May 29, 2007 22:34
In the absence of fiction, my editor has begun revising my character: You are supposed to be the depressed writer, she informs me. You ought to sulk and pine for ideals. Empower a pretty, passive catalyst for inspiration. You don't need drugs. (I took drugs in a dream and my blood felt like silk scarves threading through my veins. The night unraveled in the folds of a pillowcase spinning through tea stains and quips that flatter less than the distance they suggest.) She stirs her coffee to a conclusion: also, practice the piano.
My editor has pinned excerpts from my writing to her wall alongside lines from authors we both idolize. I didn't know this until I visited her and encountered a vaguely familiar sentence, thought it mesmerizing, and found my name scripted below. (There was a girl in college who discovered my first LJ and rewrote passages that she taped beside her bed. She thought I was alluding to her.)
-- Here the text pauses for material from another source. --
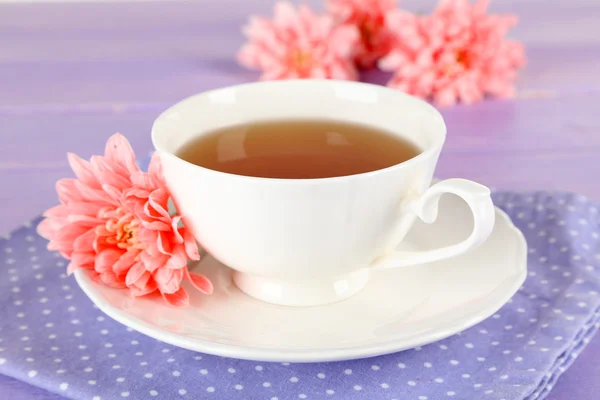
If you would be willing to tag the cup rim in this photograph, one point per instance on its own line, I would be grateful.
(423, 155)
My editor only drinks coffee with me. She appreciates deictic insinuations and words like "insinuations," "deictic," "appreciates." In the last sentence she would find amusement in parataxis, chiasmus, the departure from parallel structure, and the sudden appearance of quotation marks. In the next list she would, despite the imbalanced conjunctions, prefer the middle two movies: Easy, Awakenings, and Pirates and Shrek 3. She would understand the subject without googling to verify its originality and meaning. She would not disagree with any of this, being unwilling to read that which I write online.